İşten atıldığım günden itibaren, kapı önünde direnişe geçerek mücadeleme devam ettim. İşe gider gelir gibi her gün fabrika önünde direnişteyim. Özellikle içeride çalışan arkadaşlarımın desteği bana moral ve motivasyon sağlıyor. Kendi çaylarını, poğaçalarını bizimle paylaşmaları büyük bir mutluluk. Tek bir selamları dahi yetiyor. Şunu anladım ki aylardır devam eden toplantılarımızın, etkinliklerimizin sonucunda biz burada birliğimiz-beraberliğimiz için önemli ilerleme kaydetmişiz. Bazen slogan atıyoruz, bazen müzik açıyoruz. Paydos saatlerimizde sendikamızla birlikte arkadaşlarımıza neden direndiğimizi, fabrikada neden mücadele etmemiz gerektiğini anlatan konuşmalar yapıyoruz. Kapı önünde yönetimin ve polisin keyfi müdahalelerini de görüyoruz. Ama biz de mücadeleye ilk günkü kararlılığımızla devam ediyoruz. Sendikalar, demokratik kitle örgütleri desteğe geliyor. İşçinin yanında duran birilerini görmek insana gurur veriyor.

-Sendika ile birlikte hareket etmenizin mücadeleye olan katkılarını anlatır mısınız?

Açıkçası işçiler olarak yasal haklarımızı dahi bilmiyorduk. Sendikalı olunca hem yasal haklarımızı öğrendik hem de nasıl bir mücadele yürütmemiz gerektiği konusunda bilinçlendik. Tüm kararlarımızı ortak toplantılarda aldık. Sendikalı olunca daha güçlü olduğumuzu anladık. Çünkü bize her şeyi yasaklayan sermayeye karşı özellikle üretimden gelen gücümüzün farkına vardık. Bize sefalet ücretlerini dayatanlara, emeğimizin karşılığını vermeyip, bizden çalanlara karşı mücadele etmesini öğrendik. Sendikamız TOMİS ile birlikte bugüne kadar sürekli fikir alışverişinde bulunarak, her toplantımızdan daha da güçlenerek kalktık.
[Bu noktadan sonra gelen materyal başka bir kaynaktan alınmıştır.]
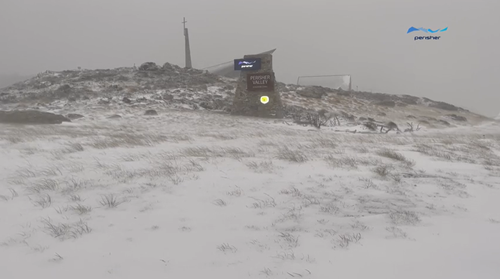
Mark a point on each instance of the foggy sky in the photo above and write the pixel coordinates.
(364, 38)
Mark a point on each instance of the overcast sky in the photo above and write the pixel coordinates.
(364, 38)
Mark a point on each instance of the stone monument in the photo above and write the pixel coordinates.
(253, 87)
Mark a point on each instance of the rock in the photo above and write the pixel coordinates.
(389, 104)
(444, 122)
(151, 112)
(149, 66)
(31, 117)
(73, 116)
(168, 97)
(457, 117)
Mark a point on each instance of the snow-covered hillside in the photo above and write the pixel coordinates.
(194, 194)
(191, 191)
(151, 86)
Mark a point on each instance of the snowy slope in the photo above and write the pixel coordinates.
(194, 194)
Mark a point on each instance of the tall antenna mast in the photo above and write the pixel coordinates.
(187, 48)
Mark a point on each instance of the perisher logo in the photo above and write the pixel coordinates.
(247, 64)
(426, 30)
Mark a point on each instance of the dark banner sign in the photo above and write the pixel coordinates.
(252, 64)
(260, 82)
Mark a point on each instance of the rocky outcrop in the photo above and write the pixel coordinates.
(31, 117)
(151, 112)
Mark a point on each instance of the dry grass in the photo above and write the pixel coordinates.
(287, 154)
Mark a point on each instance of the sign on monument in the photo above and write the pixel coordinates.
(253, 64)
(260, 82)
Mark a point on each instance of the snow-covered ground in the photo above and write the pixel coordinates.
(194, 194)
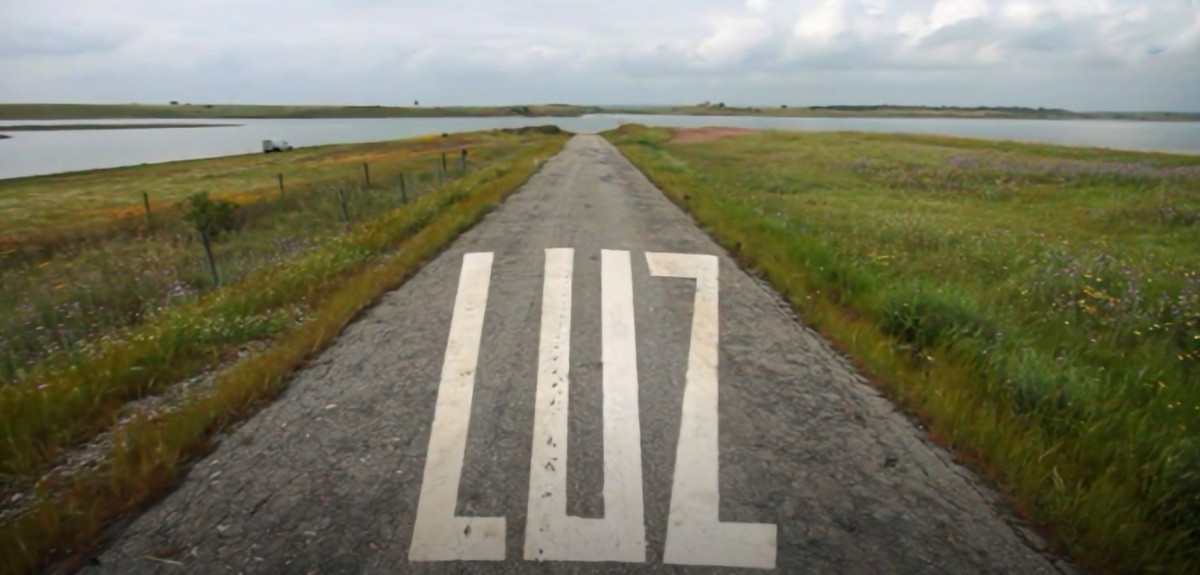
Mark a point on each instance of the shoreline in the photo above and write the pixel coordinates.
(35, 112)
O yüzden birimizin ekmeği için arkadaşlarımız işi durdurabildi. O yüzden, “Yaşasın onurlu ve gururlu mücadelemiz!” diyoruz.

Türkiye’nin birçok yerinde işçi eylemleri var. Bu süreci nasıl değerlendiriyorsunuz? İşçi ve emekçilere çağrınız nedir?

Bu iktidarın yaptıklarını her gün görüyoruz, yaşıyoruz. Artık bu sorunlara dur demek lazım. Hiç kimse hak ettiğini alamıyor. Asgari ücret artıyor. Ama her şeye de sık sık zam geliyor. Bizi mücadele etmekten alıkoymak istiyorlar. Bize pazarlarda çöpe atılmış meyve-sebze toplamayı reva görüyorlar. Bunu reddetmek gerekiyor. Milyarderleri ve onlara hizmet eden iktidarı alkışlayarak sefaletten kurtulamayız!